这段代码主要就是通过递归，不断处理当前group的parent group，来完成相关group的创建，最终global、global.pipeline和global.pipeline.pipeline_presto这三个group就会被依次创建出来。其中，global是属于root group。

根据schedulingPolicy创建相应的调度队列

下面我们看一下具体group的创建和配置，这里我们主要关注不同调度策略下的调度队列创建，相关的代码调用如下所示：

submit(InternalResourceGroupManager.java):151
-createGroupIfNecessary(InternalResourceGroupManager.java):339
--configure(FileResourceGroupConfigurationManager.java):108
---configureGroup(AbstractResourceConfigurationManager.java):209
----setSchedulingPolicy(InternalResourceGroup.java):545

最终在setSchedulingPolicy函数中，会根据不同的policy创建不同的队列，如下所示：

//InternalResourceGroup.setSchedulingPolicy()
Queue<InternalResourceGroup> queue;
TieredQueue<ManagedQueryExecution> queryQueue;
switch (policy) {
  case FAIR:
    queue = new FifoQueue<>();
    queryQueue = new TieredQueue<>(FifoQueue::new);
    break;
  case WEIGHTED:
    queue = new StochasticPriorityQueue<>();
    queryQueue = new TieredQueue<>(StochasticPriorityQueue::new);
    break;
  case WEIGHTED_FAIR:
    queue = new WeightedFairQueue<>();
    queryQueue = new TieredQueue<>(IndexedPriorityQueue::new);
    break;
  case QUERY_PRIORITY:
    // Sub groups must use query priority to ensure ordering
    for (InternalResourceGroup group : subGroups.values()) {
      group.setSchedulingPolicy(QUERY_PRIORITY);
    }
    queue = new IndexedPriorityQueue<>();
    queryQueue = new TieredQueue<>(IndexedPriorityQueue::new);
    break;
}

这里的queue和queryQueue，就分别对应了InternalResourceGroup中的eligibleSubGroups和queuedQueries这两个队列。
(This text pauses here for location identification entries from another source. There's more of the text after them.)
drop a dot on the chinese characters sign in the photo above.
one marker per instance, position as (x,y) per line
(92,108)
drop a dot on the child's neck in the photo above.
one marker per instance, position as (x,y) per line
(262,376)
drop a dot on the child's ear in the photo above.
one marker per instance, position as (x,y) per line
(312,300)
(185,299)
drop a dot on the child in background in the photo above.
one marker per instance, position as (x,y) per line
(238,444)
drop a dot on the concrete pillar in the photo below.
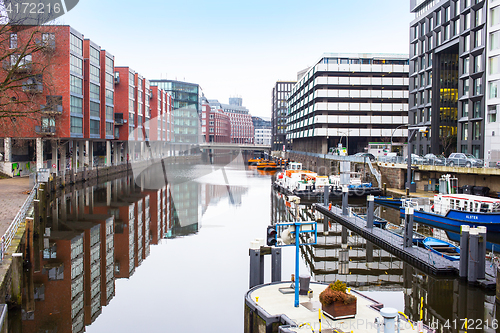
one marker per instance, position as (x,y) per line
(345,200)
(275,264)
(369,210)
(481,269)
(39,153)
(81,155)
(408,239)
(7,146)
(464,250)
(54,168)
(473,255)
(108,153)
(62,164)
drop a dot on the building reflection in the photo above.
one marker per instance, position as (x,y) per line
(96,235)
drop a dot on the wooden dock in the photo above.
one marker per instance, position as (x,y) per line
(421,258)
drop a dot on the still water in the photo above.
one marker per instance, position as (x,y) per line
(133,255)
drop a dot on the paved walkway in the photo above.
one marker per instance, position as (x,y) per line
(13,193)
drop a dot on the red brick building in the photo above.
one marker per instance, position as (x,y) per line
(89,107)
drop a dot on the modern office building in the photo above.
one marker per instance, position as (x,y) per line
(242,130)
(187,99)
(351,99)
(279,114)
(448,75)
(492,123)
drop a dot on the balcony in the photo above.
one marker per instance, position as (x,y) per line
(32,86)
(45,130)
(47,45)
(54,109)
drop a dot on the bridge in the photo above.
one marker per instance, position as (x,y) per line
(234,146)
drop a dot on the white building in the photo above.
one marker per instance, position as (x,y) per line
(353,99)
(263,136)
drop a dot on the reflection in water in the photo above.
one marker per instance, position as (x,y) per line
(348,257)
(101,233)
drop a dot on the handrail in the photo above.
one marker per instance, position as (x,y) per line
(6,239)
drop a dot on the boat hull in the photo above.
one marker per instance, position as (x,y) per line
(454,219)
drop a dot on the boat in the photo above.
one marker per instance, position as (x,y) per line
(267,165)
(442,248)
(308,184)
(254,161)
(389,201)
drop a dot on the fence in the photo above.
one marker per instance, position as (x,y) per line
(6,239)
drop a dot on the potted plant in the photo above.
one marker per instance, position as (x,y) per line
(336,302)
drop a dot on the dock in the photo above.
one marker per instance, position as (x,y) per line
(267,309)
(423,259)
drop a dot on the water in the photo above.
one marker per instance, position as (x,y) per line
(176,258)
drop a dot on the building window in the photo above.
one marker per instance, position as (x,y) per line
(94,91)
(477,109)
(13,41)
(76,45)
(94,109)
(94,126)
(477,86)
(76,125)
(76,65)
(76,85)
(465,109)
(95,74)
(76,105)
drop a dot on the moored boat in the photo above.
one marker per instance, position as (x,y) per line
(441,247)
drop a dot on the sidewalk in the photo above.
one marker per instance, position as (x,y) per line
(12,197)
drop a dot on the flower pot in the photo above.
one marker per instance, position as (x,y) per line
(339,309)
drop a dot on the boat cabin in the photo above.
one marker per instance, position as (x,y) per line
(465,202)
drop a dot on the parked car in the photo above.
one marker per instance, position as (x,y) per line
(416,159)
(367,155)
(432,159)
(464,160)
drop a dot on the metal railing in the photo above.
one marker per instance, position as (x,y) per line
(6,239)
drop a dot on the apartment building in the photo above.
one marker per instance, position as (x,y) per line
(351,99)
(85,107)
(279,114)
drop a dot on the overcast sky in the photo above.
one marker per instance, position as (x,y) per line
(239,48)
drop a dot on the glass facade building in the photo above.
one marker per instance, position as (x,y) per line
(186,99)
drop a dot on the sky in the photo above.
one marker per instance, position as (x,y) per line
(238,48)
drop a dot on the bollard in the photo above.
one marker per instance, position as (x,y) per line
(481,255)
(369,210)
(275,264)
(254,267)
(473,255)
(326,195)
(464,250)
(345,202)
(389,315)
(408,240)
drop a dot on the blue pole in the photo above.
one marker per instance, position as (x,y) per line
(297,231)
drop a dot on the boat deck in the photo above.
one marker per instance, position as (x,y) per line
(275,306)
(421,258)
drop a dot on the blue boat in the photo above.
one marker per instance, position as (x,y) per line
(442,248)
(389,202)
(450,211)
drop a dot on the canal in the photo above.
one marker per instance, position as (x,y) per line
(138,254)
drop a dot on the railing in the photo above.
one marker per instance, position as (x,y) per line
(6,239)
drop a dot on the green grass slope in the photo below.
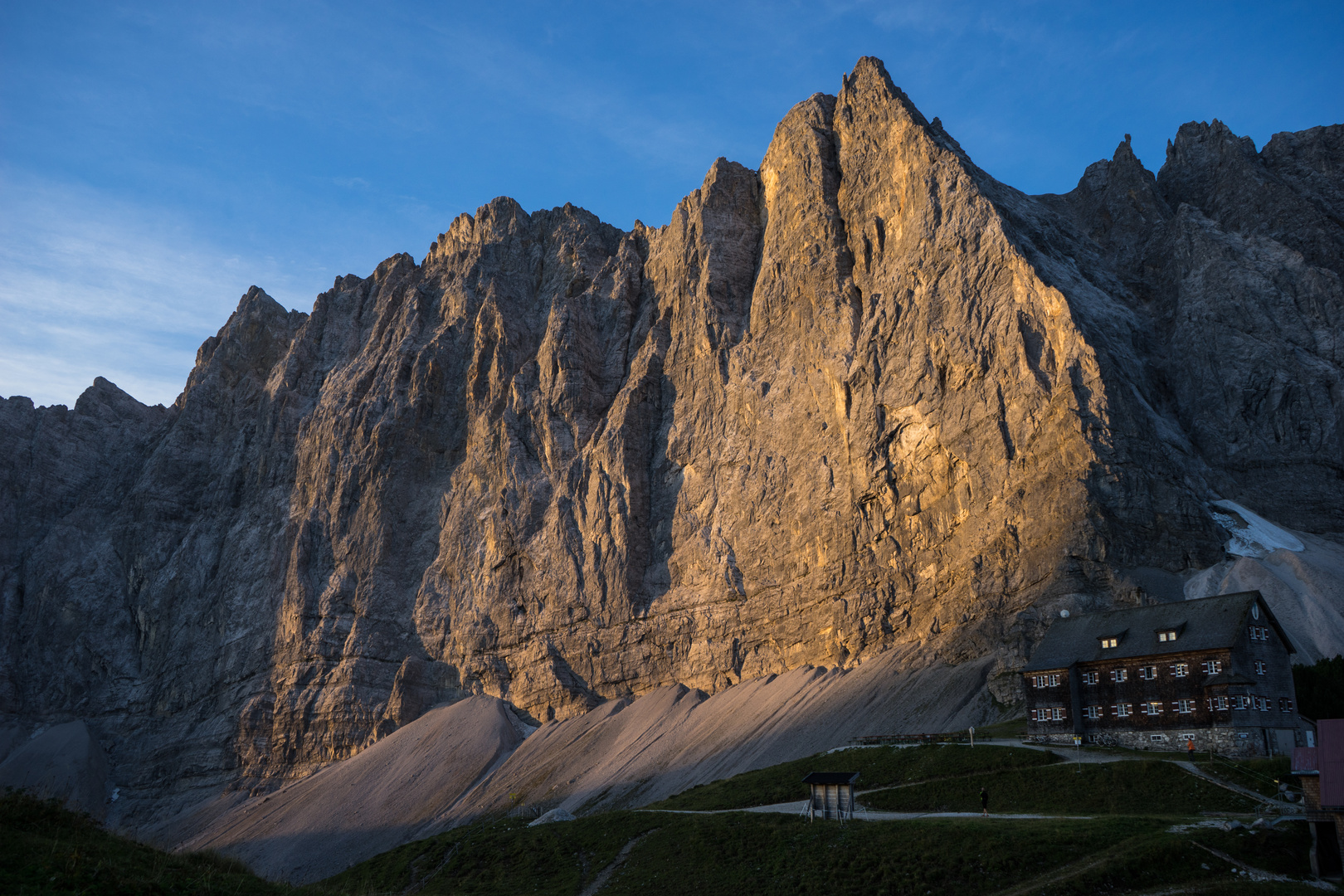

接着继续看下各个策略对应的队列。

fair

默认的调度策略，就是典型的FIFO，没有任何的优先级考量。对于两个队列，都是使用了FifoQueue这个队列，FifoQueue的相关代码如下所示：

final class FifoQueue<E> implements UpdateablePriorityQueue<E> {
  private final Set<E> delegate = new LinkedHashSet<>();

  public boolean addOrUpdate(E element, long priority) {
    return delegate.add(element);
  }

实际FifoQueue内部使用了一个Set来实现队列的出对和入队等相关操作，就是最基础的先进先出，对于addOrUpdate方法传入的priority参数，实际是没有起作用的。

weighted

对于weighted这个策略，两个调度队列使用的都是StochasticPriorityQueue这个类，主要的代码如下所示：

final class StochasticPriorityQueue<E> implements UpdateablePriorityQueue<E> {
  private final Map<E, Node<E>> index = new HashMap<>();

  // This is a Fenwick tree, where each node has weight equal to the sum of its weight
  // and all its children's weights
  private Node<E> root;

private static final class Node<E> {
  private Optional<Node<E>> parent;
  private E value;
  private Optional<Node<E>> left = Optional.empty();
  private Optional<Node<E>> right = Optional.empty();
  private long tickets;
  private long totalTickets;
  private int descendants;

从注释上来看，这个StochasticPriorityQueue使用了Fenwick tree，也就是树状数组或二叉索引树，来实现队列的相关操作。这里有若干个成员变量，常见的parent、value等不多做介绍，主要有三个成员变量需要注意：

tickets，可以理解为节点的权重，对于查询来说，这个值代表的就是query_priority；对于eligible的sub-groups来说，这个值代表的就是group的priority，关于group的priority计算，我们后面再介绍；
totalTickets，该节点以及所有子节点的tickets总和；
descendants，表示当前节点的孩子数，当add或者remove节点时，该值就会进行更新。需要注意的是，在插入新节点时，会根据左右子节点的descendants，来加入少的一边，保证树的平衡。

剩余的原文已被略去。